如果每一个员工的最大项目个数是固定的,那么 Oracle 用户就可以利用窗口函数 LEAD OVER
来避免使用自连接查询。在某些特定情况下使用自连接查询可能显得代价过于沉重(如果自连接耗费的机器资源远大于 LEAD OVER
),这个时候 LEAD OVER
函数就不失为一种简便的方法。例如,考虑下面针对员工 KING 的 LEAD OVER
替代方案。
select empno,
ename,
proj_id,
proj_start,
proj_end,
case
when lead(proj_start,1)over(order by proj_start)
between proj_start and proj_end
then lead(proj_id)over(order by proj_start)
when lead(proj_start,2)over(order by proj_start)
between proj_start and proj_end
then lead(proj_id)over(order by proj_start)

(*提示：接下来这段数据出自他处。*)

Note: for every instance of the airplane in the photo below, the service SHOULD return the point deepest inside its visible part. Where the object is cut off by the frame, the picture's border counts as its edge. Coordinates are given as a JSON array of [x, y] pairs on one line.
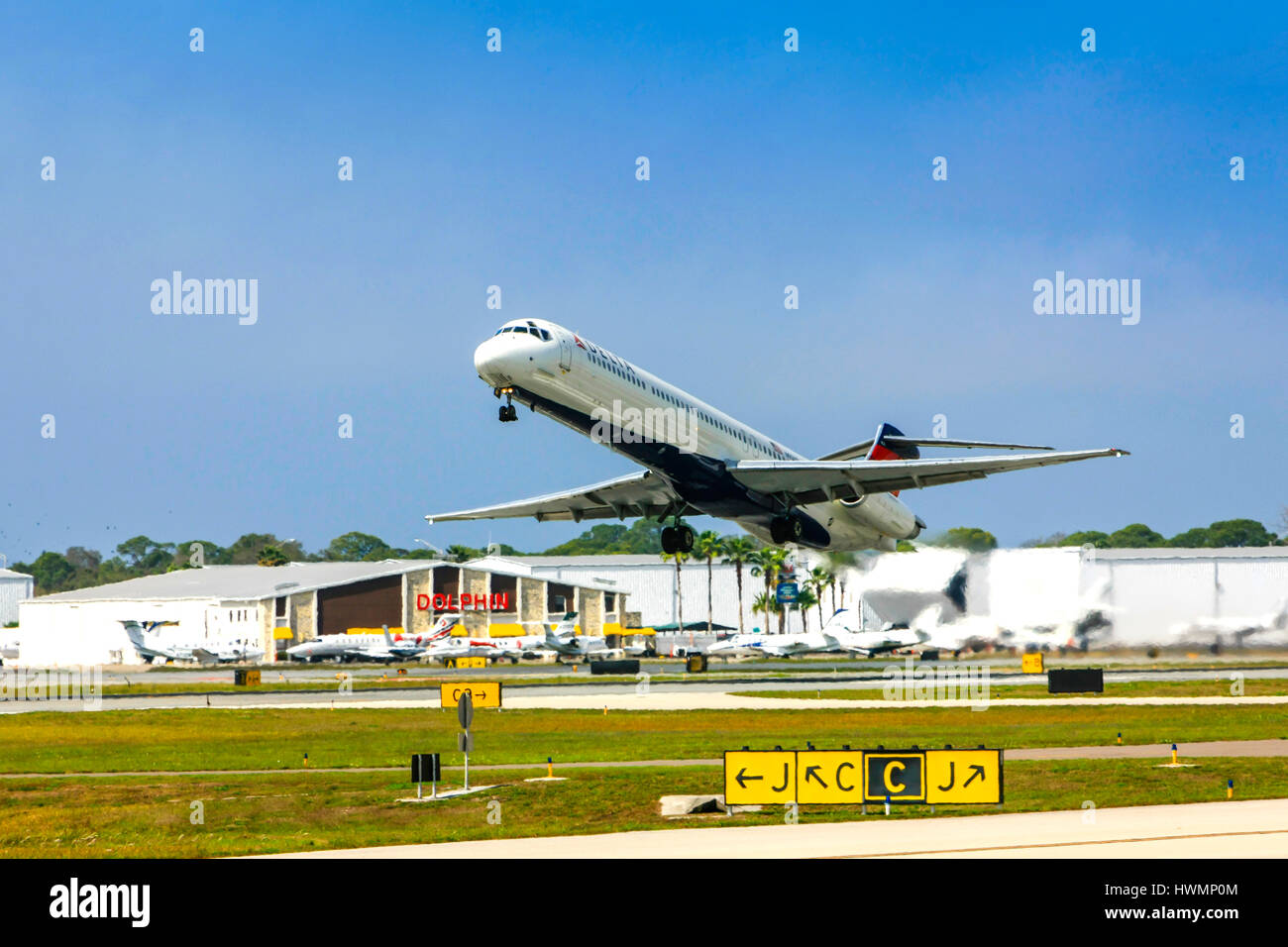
[[699, 460], [840, 634], [155, 650], [845, 630], [382, 647], [561, 639], [1236, 628]]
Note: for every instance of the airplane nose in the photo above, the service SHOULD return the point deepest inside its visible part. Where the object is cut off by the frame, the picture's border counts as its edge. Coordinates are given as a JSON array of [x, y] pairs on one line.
[[493, 361]]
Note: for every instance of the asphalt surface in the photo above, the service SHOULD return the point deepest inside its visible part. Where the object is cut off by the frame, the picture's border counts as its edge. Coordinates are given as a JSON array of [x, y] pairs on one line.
[[1253, 828], [1223, 748], [581, 690]]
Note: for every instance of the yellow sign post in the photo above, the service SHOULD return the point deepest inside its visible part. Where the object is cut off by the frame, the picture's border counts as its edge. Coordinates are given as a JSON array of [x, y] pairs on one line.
[[840, 777], [964, 776], [829, 776], [484, 693], [760, 777]]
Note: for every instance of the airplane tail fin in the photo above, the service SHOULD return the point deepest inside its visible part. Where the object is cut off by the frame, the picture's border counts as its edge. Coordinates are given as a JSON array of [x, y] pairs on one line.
[[885, 449], [134, 631]]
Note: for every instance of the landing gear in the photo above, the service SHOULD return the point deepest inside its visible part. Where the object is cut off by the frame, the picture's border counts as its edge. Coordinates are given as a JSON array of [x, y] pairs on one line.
[[507, 411], [786, 530], [677, 539]]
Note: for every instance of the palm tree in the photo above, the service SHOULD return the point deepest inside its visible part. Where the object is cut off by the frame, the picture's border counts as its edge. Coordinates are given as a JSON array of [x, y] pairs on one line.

when lead(proj_start,3)over(order by proj_start)
between proj_start and proj_end
then lead(proj_id)over(order by proj_start)
when lead(proj_start,4)over(order by proj_start)
between proj_start and proj_end
then lead(proj_id)over(order by proj_start)
end is_overlap
from emp_project
where ename = 'KING'
EMPNO ENAME PROJ_ID PROJ_START PROJ_END IS_OVERLAP
----- ------ ------- ----------- ----------- ----------
7839 KING 2 17-JUN-2005 21-JUN-2005 5
7839 KING 5 20-JUN-2005 24-JUN-2005 8
7839 KING 8 23-JUN-2005 25-JUN-2005
7839 KING 11 26-JUN-2005 27-JUN-2005
7839 KING 14 29-JUN-2005 30-JUN-2005
对于员工 KING,因为项目个数被限定为 5 个,我们就能使用 LEAD OVER
函数逐一检查全部项目的日期值,而无须自连接查询。现在,离最终的结果集只有一步之遥了。接下来只要把 IS_OVERLAP
不是 Null
的行筛选出来即可。
select empno,ename,
'project '||is_overlap||
' overlaps project '||proj_id msg
from (
select empno,
ename,
proj_id,
proj_start,
proj_end,
case
when lead(proj_start,1)over(order by proj_start)
between proj_start and proj_end
then lead(proj_id)over(order by proj_start)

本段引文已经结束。